Es complicado poder datar históricamente el origen de los mandalas, pero se sabe que ya durante la época egipcia eran muy utilizados como elemento de energía y para conseguir desarrollar una meditación más profunda y trascendental.

Este tipo de representaciones, poco a poco iría adquiriendo una gran relevancia en esta y otras culturas, de manera que cada vez era más frecuente su colocación en los hogares con el objetivo de convertir la energía negativa en positiva para mejorar la armonía dentro del hogar.

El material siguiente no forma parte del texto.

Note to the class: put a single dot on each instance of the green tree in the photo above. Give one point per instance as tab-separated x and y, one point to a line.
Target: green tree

De igual manera, también se consideraba que tenía una gran capacidad de atracción para la energía, con lo cual, su uso generalizado comenzó a extenderse a prácticamente cualquier tipo de edificación e incluso en distintas localizaciones.

Sin embargo, el auge más representativo de esta técnica de representación tuvo lugar en China donde, aún a día de hoy, sigue utilizándose y es fácil poder encontrar este tipo de elementos en prácticamente todos los rincones. En este caso, además de considerar que atraía la energía positiva, también se consideraba que era un elemento muy eficaz para mejorar la salud y atraer la abundancia y la prosperidad.

Posteriormente se extendió hasta América, donde los indígenas creaban todo tipo de bordados donde se representaba sobre todo la figura de animales.

De hecho, era habitual utilizar elementos naturales y relacionados con los animales como por ejemplo las plumas, logrando un toque diferente y creando una nueva evolución del concepto de mandala que a día de hoy sigue formando parte de la tradición de algunas culturas del continente.

Mandalas en la actualidad

Poco a poco y sin que existan evidencias del momento en el que ocurrió, la representación gráfica se fue generalizando en prácticamente todas las culturas a nivel mundial, ya que hemos podido encontrar estos dibujos incluso en los países nórdicos, aunque evidentemente, en cada caso se llevaba a cabo un desarrollo individual y más enfocado en las culturas particulares que lo utilizaban.

Actualmente, además de formar parte de la cultura de algunos países, los mandalas se han desarrollado sobre todo como recursos espirituales y de meditación en religiones como el hinduismo, el janaismo, el tantrismo, el lamaísmo y el budismo, las cuales son consideradas como los principales orígenes de esta técnica.